I see both sides of this debate.
On one hand, it's damn near impossible to try and nickel and dime your best/franchise player and captain after you just went out and overspent massively on Streit. If I were Giroux and Homer came to me asking for a discount because he needs to sign Schenn and Couturier too, I'd point at his luxury signings of Streit and Lecavalier and laugh. Asking G to take $$ out of his own pocket to help the team's cap situation when you had plenty of caproom both now and going forward just a week or so ago isn't fair at all. Ultimately, if there are some cap casualties, it will be Homer's fault, not Giroux's.
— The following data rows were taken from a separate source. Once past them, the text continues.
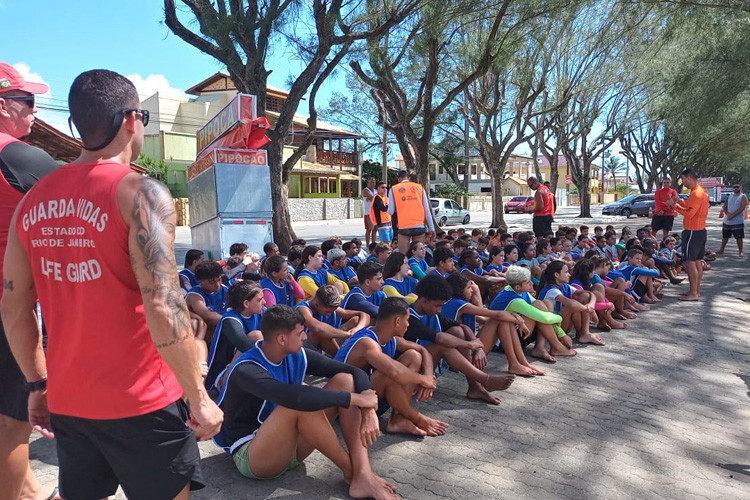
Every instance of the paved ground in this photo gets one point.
(662, 411)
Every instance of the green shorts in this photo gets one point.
(242, 463)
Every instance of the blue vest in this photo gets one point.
(389, 348)
(431, 321)
(332, 319)
(284, 294)
(421, 263)
(404, 287)
(216, 302)
(190, 276)
(375, 298)
(248, 325)
(507, 296)
(291, 370)
(451, 309)
(344, 274)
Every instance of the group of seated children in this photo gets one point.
(381, 327)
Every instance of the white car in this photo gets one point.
(447, 211)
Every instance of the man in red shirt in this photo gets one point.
(21, 165)
(663, 213)
(94, 241)
(543, 207)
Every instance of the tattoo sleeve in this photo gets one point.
(153, 257)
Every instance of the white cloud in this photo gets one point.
(156, 83)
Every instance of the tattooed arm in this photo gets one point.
(148, 209)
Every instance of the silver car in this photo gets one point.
(447, 211)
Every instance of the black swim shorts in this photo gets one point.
(694, 244)
(150, 456)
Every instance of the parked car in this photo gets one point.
(449, 212)
(518, 204)
(635, 204)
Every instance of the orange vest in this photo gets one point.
(384, 215)
(409, 204)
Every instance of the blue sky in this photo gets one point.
(55, 41)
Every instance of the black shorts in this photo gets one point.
(150, 456)
(412, 231)
(14, 399)
(736, 231)
(694, 244)
(541, 224)
(661, 222)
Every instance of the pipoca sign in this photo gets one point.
(242, 108)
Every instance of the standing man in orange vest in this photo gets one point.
(379, 217)
(543, 207)
(21, 165)
(694, 211)
(409, 201)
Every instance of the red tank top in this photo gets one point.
(101, 361)
(549, 204)
(9, 199)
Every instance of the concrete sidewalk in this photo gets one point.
(662, 411)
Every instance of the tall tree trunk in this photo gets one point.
(498, 218)
(283, 234)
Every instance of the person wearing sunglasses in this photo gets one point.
(125, 401)
(21, 165)
(734, 222)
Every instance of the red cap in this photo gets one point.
(11, 79)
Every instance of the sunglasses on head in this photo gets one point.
(28, 99)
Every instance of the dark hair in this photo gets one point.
(327, 245)
(458, 283)
(274, 264)
(633, 252)
(465, 255)
(96, 101)
(548, 276)
(392, 264)
(541, 244)
(240, 292)
(581, 272)
(280, 319)
(237, 248)
(441, 255)
(308, 252)
(392, 306)
(496, 250)
(270, 246)
(367, 271)
(191, 256)
(208, 270)
(433, 287)
(413, 246)
(295, 252)
(459, 243)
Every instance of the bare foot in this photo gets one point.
(564, 352)
(498, 382)
(371, 486)
(690, 298)
(542, 354)
(402, 425)
(590, 338)
(522, 370)
(482, 394)
(431, 426)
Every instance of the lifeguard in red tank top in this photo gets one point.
(75, 236)
(549, 205)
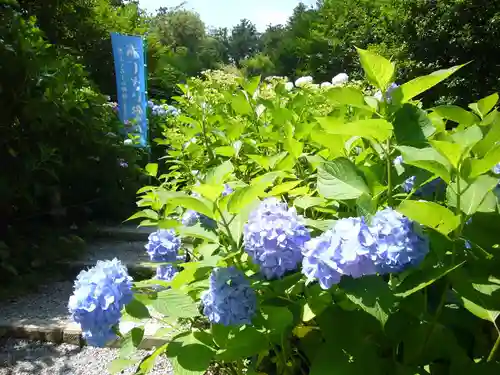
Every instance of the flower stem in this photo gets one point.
(389, 177)
(493, 351)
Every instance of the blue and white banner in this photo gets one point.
(130, 71)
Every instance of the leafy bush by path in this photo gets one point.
(63, 161)
(338, 229)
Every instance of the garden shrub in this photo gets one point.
(328, 231)
(62, 155)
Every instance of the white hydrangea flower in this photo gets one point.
(303, 81)
(340, 79)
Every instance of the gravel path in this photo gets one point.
(35, 358)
On the other hand... I think 8.3 is entirely too much for Giroux given the way he played last year and the fact that he's only really had one excellent year. He's a great player, but at this point we have no idea where Giroux is going to settle in points-wise per season. Is he going to be a 75-80 point guy, or a 90+ point guy? That makes a difference. Is he ever going to score 30 goals? That also makes a difference, since goals are more valuable than assists. When Malkin and Crosby got paid, they had several years to look at to justify their salaries. Ditto Getz and Perry. Even young Steven Stamkos had several years to look at to justify his contract. Claude Giroux has ONE, and it's a career year where he still didn't eclipse 30 goals. That's scary to me. We're essentially paying for potential, but there's no upside for us. If Giroux scores 90-95 pts per year, we get our money's worth, but get no excess value. If he scores anything less, we're getting less than what we paid for. That's a whole lot of downside risk for such a meager upside.